Kesenjangan upah serupa juga terjadi di Hong Kong, dimana pekerja rumah tangga asing – sebagian besar berasal dari Filipina dan Indonesia – dibayar dengan upah minimum yang lebih rendah dibandingkan pekerja lainnya. Mereka memperoleh penghasilan minimal 4.730 dolar Hong Kong (sekitar USD600) per bulan – kota yang secara konsisten menduduki peringkat salah satu kota termahal di dunia.

Pihak berwenang Hong Kong dan beberapa pengamat berpendapat bahwa pekerja rumah tangga asing secara hukum diwajibkan untuk tinggal bersama majikan mereka, sehingga menghemat sewa, dan bahwa menaikkan gaji akan menghalangi banyak pasangan dan orang tua yang bekerja untuk mempekerjakan mereka.

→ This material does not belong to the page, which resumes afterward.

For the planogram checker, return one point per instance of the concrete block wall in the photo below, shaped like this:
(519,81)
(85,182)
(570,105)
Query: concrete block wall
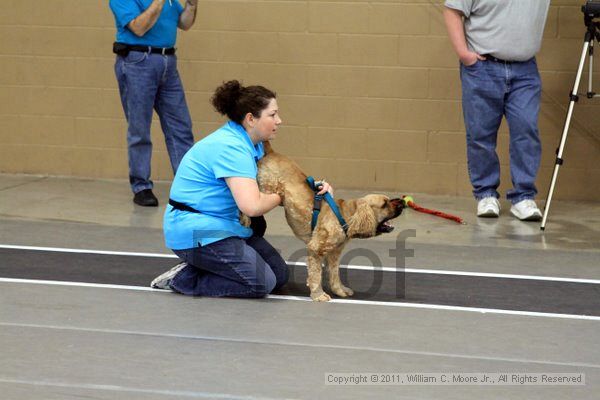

Namun para aktivis dan pekerja komunitas berpendapat bahwa sistem ini sangat membutuhkan reformasi; aturan tinggal serumah dapat menjebak pekerja migran yang rentan, yang hampir semuanya perempuan, dengan majikan yang melakukan kekerasan; tidak ada batasan jam kerja maksimal mereka; dan undang-undang imigrasi membuat banyak orang takut untuk berbicara atau meninggalkan majikan mereka, karena takut dideportasi.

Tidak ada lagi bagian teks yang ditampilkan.